脚步还是轻的,可那轻里头少了几分犹豫,多了几分她自己也说不清的东西。
赌不赌?
她蹲在井边洗碗的时候,水声哗啦啦地响着,她低头看着水面映出来的自己的脸,那张脸上带着一把年纪磨出来的皱纹和谨慎,可眼底有什么东西在微微跳着。
那姑娘把话说到那个份上了。
给她考虑的时间,也告诉了她"不用嬷嬷我也有把握"。
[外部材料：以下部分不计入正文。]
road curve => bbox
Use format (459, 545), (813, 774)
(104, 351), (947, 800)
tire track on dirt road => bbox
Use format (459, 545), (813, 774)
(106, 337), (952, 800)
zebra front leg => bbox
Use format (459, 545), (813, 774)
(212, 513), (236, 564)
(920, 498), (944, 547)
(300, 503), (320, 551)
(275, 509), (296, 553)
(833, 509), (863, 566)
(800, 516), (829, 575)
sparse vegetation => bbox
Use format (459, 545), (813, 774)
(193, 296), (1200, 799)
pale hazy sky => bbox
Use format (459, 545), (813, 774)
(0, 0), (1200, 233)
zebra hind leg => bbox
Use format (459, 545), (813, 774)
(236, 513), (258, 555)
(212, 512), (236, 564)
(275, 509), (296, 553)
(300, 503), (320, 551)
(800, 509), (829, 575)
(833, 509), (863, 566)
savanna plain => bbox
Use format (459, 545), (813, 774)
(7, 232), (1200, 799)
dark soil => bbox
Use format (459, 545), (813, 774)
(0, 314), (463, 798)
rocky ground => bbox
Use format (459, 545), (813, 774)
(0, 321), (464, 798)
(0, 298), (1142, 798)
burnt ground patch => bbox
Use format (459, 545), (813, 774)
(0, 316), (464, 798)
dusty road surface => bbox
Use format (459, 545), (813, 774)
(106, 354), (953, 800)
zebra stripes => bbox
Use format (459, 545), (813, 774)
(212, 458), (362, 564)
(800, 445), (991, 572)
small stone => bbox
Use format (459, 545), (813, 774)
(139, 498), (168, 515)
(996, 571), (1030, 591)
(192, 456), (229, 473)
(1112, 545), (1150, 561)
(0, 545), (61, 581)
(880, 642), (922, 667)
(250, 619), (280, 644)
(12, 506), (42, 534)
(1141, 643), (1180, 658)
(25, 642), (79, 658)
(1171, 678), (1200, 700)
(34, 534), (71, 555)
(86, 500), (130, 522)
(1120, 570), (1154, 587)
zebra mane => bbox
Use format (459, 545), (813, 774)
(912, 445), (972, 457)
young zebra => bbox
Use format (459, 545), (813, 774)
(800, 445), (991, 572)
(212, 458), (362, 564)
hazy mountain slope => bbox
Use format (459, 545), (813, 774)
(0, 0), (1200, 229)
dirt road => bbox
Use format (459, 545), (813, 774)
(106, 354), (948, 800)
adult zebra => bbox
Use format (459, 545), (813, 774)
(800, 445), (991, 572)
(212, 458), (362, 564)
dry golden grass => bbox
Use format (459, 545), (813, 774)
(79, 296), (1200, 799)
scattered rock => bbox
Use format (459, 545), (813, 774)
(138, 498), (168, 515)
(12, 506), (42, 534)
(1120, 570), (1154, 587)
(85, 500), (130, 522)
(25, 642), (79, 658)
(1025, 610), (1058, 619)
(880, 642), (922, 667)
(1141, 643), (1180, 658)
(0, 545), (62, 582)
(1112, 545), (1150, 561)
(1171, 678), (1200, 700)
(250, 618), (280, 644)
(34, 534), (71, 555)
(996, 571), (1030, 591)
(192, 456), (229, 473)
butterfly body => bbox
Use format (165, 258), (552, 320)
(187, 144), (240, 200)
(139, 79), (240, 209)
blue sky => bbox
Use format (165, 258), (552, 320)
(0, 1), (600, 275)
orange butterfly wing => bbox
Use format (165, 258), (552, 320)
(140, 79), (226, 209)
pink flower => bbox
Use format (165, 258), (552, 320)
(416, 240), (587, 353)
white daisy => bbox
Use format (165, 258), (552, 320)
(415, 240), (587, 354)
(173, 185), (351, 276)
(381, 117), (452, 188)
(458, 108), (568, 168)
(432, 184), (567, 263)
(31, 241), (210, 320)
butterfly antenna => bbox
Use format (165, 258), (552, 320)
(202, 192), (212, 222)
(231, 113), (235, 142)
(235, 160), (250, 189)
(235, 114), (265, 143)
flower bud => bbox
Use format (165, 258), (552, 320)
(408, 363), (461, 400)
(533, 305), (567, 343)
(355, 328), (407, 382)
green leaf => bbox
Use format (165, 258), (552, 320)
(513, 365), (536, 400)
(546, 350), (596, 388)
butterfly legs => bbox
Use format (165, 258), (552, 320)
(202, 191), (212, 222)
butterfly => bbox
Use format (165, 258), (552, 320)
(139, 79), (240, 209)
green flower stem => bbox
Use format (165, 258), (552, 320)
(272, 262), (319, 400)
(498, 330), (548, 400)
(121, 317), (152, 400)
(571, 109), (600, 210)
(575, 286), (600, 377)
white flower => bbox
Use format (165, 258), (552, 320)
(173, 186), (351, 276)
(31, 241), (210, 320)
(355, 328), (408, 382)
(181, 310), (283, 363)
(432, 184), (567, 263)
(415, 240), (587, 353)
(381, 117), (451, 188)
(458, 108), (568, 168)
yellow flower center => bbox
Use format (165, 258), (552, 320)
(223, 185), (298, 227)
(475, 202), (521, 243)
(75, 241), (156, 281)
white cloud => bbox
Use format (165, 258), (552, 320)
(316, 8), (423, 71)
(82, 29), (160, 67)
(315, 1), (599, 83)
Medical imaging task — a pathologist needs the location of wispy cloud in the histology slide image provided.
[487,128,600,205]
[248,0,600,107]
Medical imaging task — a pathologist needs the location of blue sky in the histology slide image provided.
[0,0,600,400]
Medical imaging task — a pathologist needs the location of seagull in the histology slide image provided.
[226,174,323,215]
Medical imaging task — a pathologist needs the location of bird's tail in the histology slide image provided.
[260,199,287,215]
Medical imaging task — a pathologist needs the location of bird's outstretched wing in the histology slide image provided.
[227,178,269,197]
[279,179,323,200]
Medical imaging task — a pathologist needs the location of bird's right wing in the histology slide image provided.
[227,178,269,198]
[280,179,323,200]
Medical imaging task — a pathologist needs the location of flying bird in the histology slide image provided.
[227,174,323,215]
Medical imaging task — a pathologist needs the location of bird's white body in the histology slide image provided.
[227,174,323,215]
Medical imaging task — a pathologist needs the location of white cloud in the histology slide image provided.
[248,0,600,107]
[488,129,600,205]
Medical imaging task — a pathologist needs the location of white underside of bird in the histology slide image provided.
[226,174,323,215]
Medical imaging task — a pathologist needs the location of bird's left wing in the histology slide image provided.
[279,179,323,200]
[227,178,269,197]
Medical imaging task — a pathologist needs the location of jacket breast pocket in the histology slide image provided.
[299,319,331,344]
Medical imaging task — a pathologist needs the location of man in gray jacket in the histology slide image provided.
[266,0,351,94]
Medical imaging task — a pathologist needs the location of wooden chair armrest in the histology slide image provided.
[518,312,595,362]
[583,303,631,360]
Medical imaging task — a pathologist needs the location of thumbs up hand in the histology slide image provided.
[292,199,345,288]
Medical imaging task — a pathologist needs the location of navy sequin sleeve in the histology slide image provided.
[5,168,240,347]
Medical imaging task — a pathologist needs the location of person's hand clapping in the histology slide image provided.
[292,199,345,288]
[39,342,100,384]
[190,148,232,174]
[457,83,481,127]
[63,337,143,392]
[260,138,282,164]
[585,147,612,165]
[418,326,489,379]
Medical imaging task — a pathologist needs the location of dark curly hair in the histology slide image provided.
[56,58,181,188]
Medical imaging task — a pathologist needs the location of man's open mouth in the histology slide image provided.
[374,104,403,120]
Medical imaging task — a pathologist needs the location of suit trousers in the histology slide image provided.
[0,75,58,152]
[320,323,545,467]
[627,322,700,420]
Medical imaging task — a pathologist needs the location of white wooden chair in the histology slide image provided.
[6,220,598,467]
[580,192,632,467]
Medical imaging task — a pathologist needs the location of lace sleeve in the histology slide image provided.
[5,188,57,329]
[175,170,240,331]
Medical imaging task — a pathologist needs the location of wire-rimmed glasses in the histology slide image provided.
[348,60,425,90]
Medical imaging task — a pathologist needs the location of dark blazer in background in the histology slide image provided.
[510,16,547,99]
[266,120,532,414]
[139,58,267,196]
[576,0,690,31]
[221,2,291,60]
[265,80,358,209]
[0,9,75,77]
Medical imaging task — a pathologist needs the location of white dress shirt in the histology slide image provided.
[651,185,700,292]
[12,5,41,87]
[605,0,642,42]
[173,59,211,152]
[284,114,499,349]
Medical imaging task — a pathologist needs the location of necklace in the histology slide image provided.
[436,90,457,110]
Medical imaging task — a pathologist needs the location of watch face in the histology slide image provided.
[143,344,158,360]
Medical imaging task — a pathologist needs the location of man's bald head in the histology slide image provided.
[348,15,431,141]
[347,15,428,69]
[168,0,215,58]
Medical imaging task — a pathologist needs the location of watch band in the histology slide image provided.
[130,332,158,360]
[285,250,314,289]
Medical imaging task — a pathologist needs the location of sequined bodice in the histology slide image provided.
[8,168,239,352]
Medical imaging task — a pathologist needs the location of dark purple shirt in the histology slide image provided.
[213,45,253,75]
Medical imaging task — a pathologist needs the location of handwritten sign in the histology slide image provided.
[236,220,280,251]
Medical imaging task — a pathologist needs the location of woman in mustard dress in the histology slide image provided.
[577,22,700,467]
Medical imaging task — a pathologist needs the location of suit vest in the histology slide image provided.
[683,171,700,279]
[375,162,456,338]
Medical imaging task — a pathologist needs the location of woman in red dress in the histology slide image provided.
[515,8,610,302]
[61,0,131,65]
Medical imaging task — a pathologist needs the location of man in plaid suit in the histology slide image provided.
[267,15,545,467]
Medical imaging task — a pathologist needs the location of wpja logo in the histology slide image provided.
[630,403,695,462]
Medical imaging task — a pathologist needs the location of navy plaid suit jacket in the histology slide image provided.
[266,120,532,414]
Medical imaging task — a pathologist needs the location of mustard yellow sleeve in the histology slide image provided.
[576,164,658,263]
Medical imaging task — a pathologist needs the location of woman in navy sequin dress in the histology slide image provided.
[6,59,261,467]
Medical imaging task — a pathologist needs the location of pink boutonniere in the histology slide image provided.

这就是说——段嬷嬷知道,温舒绾是在给她递梯子。
梯子搭好了,上不上来,全看她自己。
水声停了。
段嬷嬷把洗好的白瓷盅搁在案板上,布巾擦干水珠的时候她动作放得格外轻,像是在碰一件易碎的东西。
她没有说话,可心里头那杆秤已经歪了一寸。
就一寸。
可高门里头的事,一寸的倾斜,就够翻天了。
温舒绾是被一阵恶心从梦里拽出来的。
窗外的天还没亮透,青灰色的光从帘子缝隙里漏进来,把屋里的桌椅映得模模糊糊的。
她翻了个身想接着睡,可胃里那股翻涌的劲儿又拱上来,酸水顶到嗓子眼,呛得她猛地坐起来,捂着嘴弯下腰,干呕了两声。
胃里空空的,什么都吐不出来。
可那股恶心一阵一阵地往上涌,像一只看不见的手攥着她的食道来回搓,搓得她额头渗出一层薄汗,眼前发花。
她扶着床沿喘了好一会儿,等那股劲儿过去了,才慢慢靠回床头。
手搭在胸口的位置,心跳得又重又乱,一下一下地砸在肋骨上。
她低头看了一眼自己的小腹。
被子里头平平的,什么都看不出来。
可她心里有个声音浮上来,轻轻的,带着一点说不上来是喜是忧的颤——算算日子,月事推迟了这么久,应该是有了。
门外传来脚步声,紧接着门被推开了一条缝。
段嬷嬷端着一盆热水进来,看见温舒绾靠坐在床头、脸色泛白的样子,脚步顿了一下。"